ERIC WILDCAT HALL was born on May 21, 1959 and is of unenrolled Arapaho, Cherokee, and Seneca Native American Indian, 3/16 blood. From a young age, he has known and identified himself as being Native American Indian.

At 8 1/2 years old, Wildcat became a ward of the state of Pennsylvania when he was taken from his family and placed in foster care. Such was unsuccessful and he was then placed in an adolescent/teen facility at the age of 10 where he was kept until he was 12. This was followed by another three years of foster home placement. In 1974. after running away and returning to the home of his grandmother. He was apprehended and placed into a juvenile facility. There, he began using marijuana and inhalants. This use was undetected.

After seven months, Wildcat was released to the care of his family. The marijuana use continued along with alcohol and narcotics experimentation. In 1976, he was again placed in the juvenile facility where his marijuana use continued until he sentenced to a maximum security unit at the juvenile facility for certified juveniles for a sentence of 1 1/2 to 3 years.

Wildcat was released in 1977 and went to North Carolina where he worked in a textile finishing mill for a few months. From then until March 1979, he traveled extensively in the Western U.S. intermittently working as an agricultural laborer around the Yuma, AZ area snipping lemons, clearing fields of rocks and roots, driving tractor as day labor, or staying at a work camp for three weeks and two irrigation jobs in Oregon.

During this time between work, Wildcat hopped and rode burglarized freight cars of freight trains and occasionally freely guided groups of Mexicans to Los Angeles, CA from the El Paso, TX area utilizing the railroad rail system. Also, during the two years he lived on the skidrow of Phoenix, AZ and was exposed to the harsh realities that he heretofore had not known about. The harassment, exploitation, and brutal assaults upon Native peoples of different statuses: employed, students, homeless, alcoholic, and mentally ill by the police, employers, and other racist elements of dominant society.

It was also around this time that Wildcat became more spiritually and socially introduced to traditional spiritual and cultural ways by his socializing with reservation raised Native Americans and briefly visiting traveling through reservations in the Western US. In 1979, Wildcat was the victim of an assault in Phoenix, AZ. When the police responded, he was assaulted by the police and cited for disorderly conduct and placed in Maricopa County Jail. He was released two or three days afterwards by the court.

Wildcat then returned home to Pennslyvania. He secured employment, but organized and agitated for a strike for overtime pay and was subsequently fired. A few days later, he went and burglarized the business. He was arrested and given a sentence of 11 1/2 to 23 months in prison. During this prison term, Wildcat was set up for a weapon, received a street charge.
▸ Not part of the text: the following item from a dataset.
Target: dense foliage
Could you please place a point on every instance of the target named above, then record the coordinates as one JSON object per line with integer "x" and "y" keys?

Because he had no defense, he entered a guilty plea for a sentence of 1 to 2 years.

While in prison, he was active in the struggle to secure more opportunity for Native prisoners to express and practice traditional beliefs. After release in 1984, he went to work in Denver, CO. After completion of the job and another matter, Wildcat went to reside at Camp Yellow Thunder in the Black Hills, South Dakota, living there in the months of June, July, August, and September of 1984.

After returning to Pennsylvania, ineligible for unemployment assistance, he applied for but was denied Department of Welfare food stamps and cash assistance. He threatened to file a lawsuit, saw an attorney, and eventually got one month's benefits. In the interim, he did a few burglaries of businesses.

When employment became available in Virginia, he went there to work. After a few weeks, he was arrested on a fugitive from justice warrant regarding these burglaries and extradited back to Pennsylvania, and sentenced to serve 2 1/2 to 5 years, during which he again was active in the struggle.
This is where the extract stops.